In Tables 2 and 3 the pivoting strategy is indicated with C, P and R for the complete, partial and rook pivoting strategies, respectively. Density is the ratio between the number of nonzeros of the preconditioner and the number of nonzeros of the matrix, that is \(\frac{{\text {nnz}}(L)+{\text {nnz}}(U)}{{\text {nnz}}(A)}\). Column iter shows the number of iterations of the solver and droptol is the tolerance used to drop elements in BIFP and ILUTP. The other columns are self explanatory. To reduce the numbers in the tables, a blank space means that the value is the same appearing in previous rows. For instance, in Table 2 the droptol value for BIFP was always \(10^{-6}\) and therefore it appears only in the first row. The same holds for the preconditioner densities which are the same for GMRES and BiCSTAB and therefore only indicated once.

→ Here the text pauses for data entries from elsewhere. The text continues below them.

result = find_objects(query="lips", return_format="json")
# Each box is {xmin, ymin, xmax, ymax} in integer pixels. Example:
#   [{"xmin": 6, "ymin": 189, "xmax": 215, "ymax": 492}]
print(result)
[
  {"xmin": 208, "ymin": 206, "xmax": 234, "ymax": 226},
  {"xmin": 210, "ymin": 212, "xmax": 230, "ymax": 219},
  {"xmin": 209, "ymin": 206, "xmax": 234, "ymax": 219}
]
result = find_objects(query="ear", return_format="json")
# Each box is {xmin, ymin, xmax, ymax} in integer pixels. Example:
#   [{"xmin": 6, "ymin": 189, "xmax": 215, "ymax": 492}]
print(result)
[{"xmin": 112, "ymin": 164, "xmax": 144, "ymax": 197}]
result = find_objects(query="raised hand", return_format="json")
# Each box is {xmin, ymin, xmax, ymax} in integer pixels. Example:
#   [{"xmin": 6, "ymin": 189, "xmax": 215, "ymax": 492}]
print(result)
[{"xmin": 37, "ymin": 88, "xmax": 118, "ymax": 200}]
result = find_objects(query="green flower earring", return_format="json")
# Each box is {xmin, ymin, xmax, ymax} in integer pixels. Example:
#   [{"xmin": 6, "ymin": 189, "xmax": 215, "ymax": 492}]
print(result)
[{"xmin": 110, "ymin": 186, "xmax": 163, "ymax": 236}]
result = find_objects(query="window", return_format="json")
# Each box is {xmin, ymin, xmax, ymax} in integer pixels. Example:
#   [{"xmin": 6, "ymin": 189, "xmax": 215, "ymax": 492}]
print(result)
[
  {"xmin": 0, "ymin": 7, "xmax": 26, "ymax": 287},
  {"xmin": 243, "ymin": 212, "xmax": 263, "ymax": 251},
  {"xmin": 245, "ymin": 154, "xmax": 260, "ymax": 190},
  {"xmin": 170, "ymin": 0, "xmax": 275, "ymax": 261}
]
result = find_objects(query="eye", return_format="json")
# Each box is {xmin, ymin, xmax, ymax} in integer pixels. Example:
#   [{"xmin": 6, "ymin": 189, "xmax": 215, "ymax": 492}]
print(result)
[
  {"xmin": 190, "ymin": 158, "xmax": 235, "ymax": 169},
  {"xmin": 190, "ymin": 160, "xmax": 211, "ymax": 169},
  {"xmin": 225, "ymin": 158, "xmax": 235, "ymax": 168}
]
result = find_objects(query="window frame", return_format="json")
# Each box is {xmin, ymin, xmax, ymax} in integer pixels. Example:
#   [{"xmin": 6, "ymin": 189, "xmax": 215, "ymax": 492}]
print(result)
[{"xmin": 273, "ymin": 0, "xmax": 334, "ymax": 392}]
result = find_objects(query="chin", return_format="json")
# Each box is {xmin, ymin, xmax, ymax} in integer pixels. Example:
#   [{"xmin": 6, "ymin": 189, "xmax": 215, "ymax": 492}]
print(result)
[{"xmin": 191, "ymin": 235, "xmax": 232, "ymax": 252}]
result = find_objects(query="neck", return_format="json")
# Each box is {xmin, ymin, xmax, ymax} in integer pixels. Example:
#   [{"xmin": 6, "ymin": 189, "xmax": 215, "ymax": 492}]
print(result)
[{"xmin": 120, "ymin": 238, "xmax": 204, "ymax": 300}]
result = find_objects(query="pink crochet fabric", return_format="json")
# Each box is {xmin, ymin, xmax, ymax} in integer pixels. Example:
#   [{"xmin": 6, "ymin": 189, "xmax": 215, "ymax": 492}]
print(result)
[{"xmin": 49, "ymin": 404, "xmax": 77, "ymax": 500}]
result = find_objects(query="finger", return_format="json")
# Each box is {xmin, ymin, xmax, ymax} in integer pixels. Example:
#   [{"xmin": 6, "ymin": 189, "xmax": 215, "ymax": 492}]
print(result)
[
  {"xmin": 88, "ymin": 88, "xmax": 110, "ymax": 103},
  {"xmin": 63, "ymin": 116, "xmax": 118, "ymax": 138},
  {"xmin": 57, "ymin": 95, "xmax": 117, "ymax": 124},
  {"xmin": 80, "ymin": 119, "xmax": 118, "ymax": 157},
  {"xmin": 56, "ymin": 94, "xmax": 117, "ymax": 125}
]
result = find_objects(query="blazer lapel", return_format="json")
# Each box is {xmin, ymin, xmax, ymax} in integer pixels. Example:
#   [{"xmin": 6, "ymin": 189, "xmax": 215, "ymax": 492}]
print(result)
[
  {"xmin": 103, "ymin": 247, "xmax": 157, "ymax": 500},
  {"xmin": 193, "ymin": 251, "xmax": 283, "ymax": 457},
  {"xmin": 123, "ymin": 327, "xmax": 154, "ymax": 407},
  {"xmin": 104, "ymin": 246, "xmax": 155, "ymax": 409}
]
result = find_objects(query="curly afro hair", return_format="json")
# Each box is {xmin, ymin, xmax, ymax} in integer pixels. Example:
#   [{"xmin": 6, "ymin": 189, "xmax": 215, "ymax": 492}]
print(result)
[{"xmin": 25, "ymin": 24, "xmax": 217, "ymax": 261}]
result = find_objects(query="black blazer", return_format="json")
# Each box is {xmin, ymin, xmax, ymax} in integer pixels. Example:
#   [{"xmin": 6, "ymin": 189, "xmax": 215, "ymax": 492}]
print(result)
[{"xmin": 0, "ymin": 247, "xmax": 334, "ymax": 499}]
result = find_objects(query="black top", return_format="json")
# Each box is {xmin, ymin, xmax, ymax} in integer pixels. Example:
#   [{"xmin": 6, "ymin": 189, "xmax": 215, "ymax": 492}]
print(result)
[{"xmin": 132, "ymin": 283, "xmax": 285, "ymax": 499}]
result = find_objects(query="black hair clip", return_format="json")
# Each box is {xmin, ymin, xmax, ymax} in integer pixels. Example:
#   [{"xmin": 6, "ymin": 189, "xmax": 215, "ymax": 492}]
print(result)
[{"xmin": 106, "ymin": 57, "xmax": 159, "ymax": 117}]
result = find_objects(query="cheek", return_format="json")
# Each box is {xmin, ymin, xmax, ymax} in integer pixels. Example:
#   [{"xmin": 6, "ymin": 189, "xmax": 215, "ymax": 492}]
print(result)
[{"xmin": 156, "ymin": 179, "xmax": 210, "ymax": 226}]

Next, we will comment on the results. We note that the matrices tested can not be solved without pivoting with both BIFP and ILUTP preconditioners. Thus, pivoting is an essential tool to gain robustness for these factorizations. Starting with the University of Florida test matrices, Table 2, we observe for the adder group that there are not big differences between the different pivoting strategies for BIFP. Density is small, except for adder_dcop_06. The same can be said for the number of iterations spent by both iterative solvers. For the rest of matrices one can see that BIFP with complete pivoting computes sparser preconditioners than partial and rook pivoting. The iteration count does not present remarkable differences except for the oscil_dcop_01 matrix for which GMRES with partial pivoting, although with larger nonzero density, doubles the number of iterations.

For the Harwell-Boeing matrices reported in Table 3 the first thing to observe is that the preconditioners are quite dense, with the exception of partial pivoting for the matrix orani678. Complete pivoting still produces less fill-in in the preconditioner and the number of iterations is similar to the other pivoting strategies. Note however that partial pivoting performs extraordinary well for the matrix orani678 since it is able to converge in the same number of iterations with a very sparse preconditioner.

Finally, comparing the performance of BIFP with ILUTP we did not observed significant differences, specially with the preconditioned BiCGStab method. We recall that ILUTP uses partial pivoting and we observe that BIFP with this pivoting strategy performed closely in most cases.

5 Conclusions

In this paper we have presented an improved version of the BIF preconditioner that incorporates pivoting. The algorithm relies on a modification of the recursion formulas such that the Schur complement of standard Gaussian elimination is available at each step of the factorization. Thus, the application of different pivoting techniques, as for instance partial, rook and complete pivoting, can be done in a straightforward manner. Incorporating pivoting turns out to be an important step in order to achieve our initial goal of obtaining a more robust preconditioner since it is able to solve very ill-conditioned and indefinite problems that it may not be possible to solve in other way. The results of the numerical experiments with several matrices arising in different applications confirm that BIF with pivoting is a robust algorithm. Partial, rook and complete pivoting has been tested. Although complete pivoting very often produces sparser preconditioners with a competitive iteration count, rook and partial pivoting perform also quite well. Taking into account that partial and rook are less expensive from a computational point of view since they need less comparisons in order to determine the pivot, these two techniques may be preferable as default. Also, a comparison with ILU with partial pivoting (ILUP) has been done and one can see that the results between them are fairly close. As a final note on future work, since with the ISM decomposition one can also compute incomplete approximate inverse preconditioners, it can be worth to explore its application for ill-conditioned problems, as it is done for instance in [15].